実施例4：β ₂ アドレナリン作動性受容体の機能に関する構造的な洞察
方法
哺乳動物発現構築物およびSf9発現構築物の作製のための分子生物学
ヒトβ2AR遺伝子の改変のためのテンプレートとして用いた昆虫細胞発現プラスミドは、以前に記載されている（Yao et al., Nat Chem Biol 2, 417 (2006)）：ヒトβ2ARの野生型コード配列（Gly2に始まる）を、アミノ末端のHAシグナル配列およびそれに続くFlagエピトープタグ、およびN187Eとして突然変異させた第3のグリコシル化部位とともに、pFastbac1 Sf-9発現ベクター（Invitrogen）中にクローニングした。このテンプレートを用いて、TAA終止コドンをG1y365とTyr366との間に配置し、野生型β2ARの48個のC末端残基を伴わずに翻訳を終結させた（「β2AR365」）。T4リゾチーム（WT^*-C54T、C97A）タンパク質をコードする合成DNAカセットは、50塩基のオリゴヌクレオチドのオーバーラッピング伸長PCRによって作製した。
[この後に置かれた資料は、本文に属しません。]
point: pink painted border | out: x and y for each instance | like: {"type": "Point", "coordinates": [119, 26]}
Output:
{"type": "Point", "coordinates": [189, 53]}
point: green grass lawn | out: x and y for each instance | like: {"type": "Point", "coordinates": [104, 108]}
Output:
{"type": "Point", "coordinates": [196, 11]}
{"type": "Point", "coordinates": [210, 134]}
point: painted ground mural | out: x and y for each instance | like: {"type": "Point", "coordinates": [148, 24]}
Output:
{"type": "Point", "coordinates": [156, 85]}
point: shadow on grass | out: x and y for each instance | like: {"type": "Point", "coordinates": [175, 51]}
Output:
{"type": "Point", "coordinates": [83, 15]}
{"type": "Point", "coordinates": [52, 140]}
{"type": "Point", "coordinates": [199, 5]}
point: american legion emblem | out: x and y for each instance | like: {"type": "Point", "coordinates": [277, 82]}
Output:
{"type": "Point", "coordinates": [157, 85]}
このカセットを増幅し、Quickchange Multiプロトコール（Stratagene）を用いて、β2AR365構築物中のIle233^5.72とArg260^6.22との間に挿入した（図21A）。対応する哺乳動物細胞発現プラスミドは、融合遺伝子全体を増幅して、それをpCDNA3（Invitrogen）中にクローニングすることによって作製した。Sf9細胞構築物および哺乳動物細胞構築物におけるさらなる欠失は、Quickchange Multiプロトコール（Stratagene）において、適切な合成オリゴヌクレオチドを用いて作製した。すべての構築物はシークエンシングによって確認した。

HEK293細胞染色および免疫蛍光染色
HEK293細胞を、5％ウシ胎仔血清を伴うダルベッコ変法イーグル培地（Cellgro）中で、プラスチック製培養皿上で37℃、5％ CO2下にて培養した。個々の発現実験については、集密状態にある細胞を分割し、およそ100,000個の細胞を、同じ培地中にあるガラスカバースリップへの播種に用いた。2日後に、細胞に対して、1μgの所与のpCDNA3-受容体プラスミドおよび3μlのFugene 6試薬（Roche）の添加によりトランスフェクションを行った。トランスフェクションの48時間後に、細胞をPBSで洗浄し、4％パラホルムアルデヒドで固定して、PBS＋2％ヤギ血清によってブロックし、PBS＋2％ヤギ血清＋0.5％ Nonidet P40（Sigma）で透過処理を行い、ブロッキング緩衝液中のAlexa488結合M1抗FLAG抗体（受容体に対して）＋DAPI（核）で染色して、ブロッキング緩衝液で洗浄した。カバースリップをVectashield（Vector Labs）を用いて顕微鏡スライド上にマウントし、一晩乾燥させた。染色は、63倍対物レンズ、および緑色（Alexa488／FITC）または青色（DAPI／Hoechst）のフィルターセットを用いて、Axioplan 2蛍光画像化システムによって描出した。N末端FLAGタグ付加β1アドレナリン作動性受容体を発現するプラスミドpCDNA3-β1ARを、細胞表面染色に関する陽性対照として用いた。エンプティpCDNA3を、バックグラウンド染色を評価するための陰性対照として用いた。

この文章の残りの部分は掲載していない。